You're projecting too much.

You gave her some comfort without her needing to comfort test you.

That's a good thing.

Women tend to have a flow of stream of consciousness spouting from their mouths. Men get into trouble because they take these word to mean something, so they try be serious/answer the questions/ fix the problems. Women don't need this. All the thoughts we have internally, they tend to verbalize. The internal thought housekeeping we all do tends to be verbalized in women.

Imagine if women could read every thought in our heads and thought they had to comment/fix/acknowledge each and every one. It would very quickly drive you insane.

Women speak, men think. You should never speak more than your wife, she should understand that just because you're quiet, it doesn't mean there's anything wrong. Just like when she's complaining about some insignificant aspect of her day, it doesn't mean there's anything wrong.

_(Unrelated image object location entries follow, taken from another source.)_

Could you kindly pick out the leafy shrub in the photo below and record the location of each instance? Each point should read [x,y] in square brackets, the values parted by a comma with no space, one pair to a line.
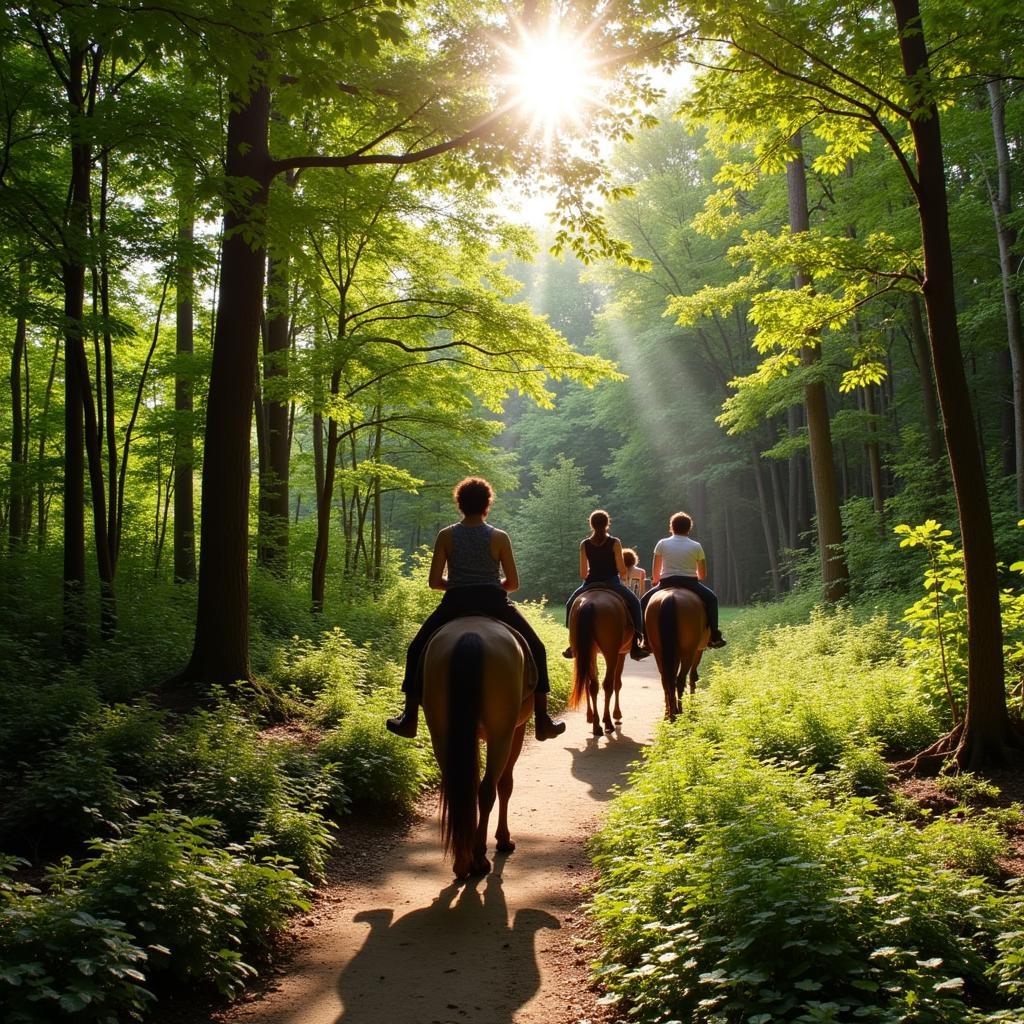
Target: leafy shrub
[176,889]
[374,765]
[58,963]
[220,767]
[749,875]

The simple fact that she told you you act manly most of the time tells me you're doing it right.

You need a little beta with the alpha in a LTR, every voyage on your ship should not be a tooth-clenching serious sufferfest. Having fun with your life is as alpha as it gets.

[–]man_in_the_worldRed Beret5 points6 points  (0 children) | Copy

Having emotions is good; nobody loves or admires a robot. Strong men often have strong emotions. Charismatic leaders have and share their passion. Your mission to become a better man should not include attempting to eliminate your emotions; for the many codependent career betas here, uncovering, accepting, and openly expressing their own authentic emotions is a key part of developing frame.

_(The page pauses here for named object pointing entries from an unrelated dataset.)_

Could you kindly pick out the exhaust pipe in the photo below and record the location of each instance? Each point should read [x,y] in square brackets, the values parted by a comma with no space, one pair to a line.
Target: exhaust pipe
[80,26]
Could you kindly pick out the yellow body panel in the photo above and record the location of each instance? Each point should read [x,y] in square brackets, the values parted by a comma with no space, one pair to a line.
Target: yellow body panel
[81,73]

The key issue is thus not having emotions, but how you respond to and express your emotions. You should always express your emotions like a man.

  • A Man expresses emotion with Outcome Independence (OI), and never for validation, sympathy, or forgiveness.

  • A Man subordinates his emotions to his honor, values, reason, goals, and mission.

  • A Man expresses his emotions only in accordance with his desires, values and mission.

Your emotions are a fact and a force of nature; they are. But they should require nothing of anyone else. They don't require comfort, for example, so receive any with OI. You will miss your wife and it's a fine thing as a human being to deeply love someone and to let them know that with no expectation of response (OI), but you have to go on a business trip, and a man does what he needs to do without fuss or hesitation regardless of what he feels.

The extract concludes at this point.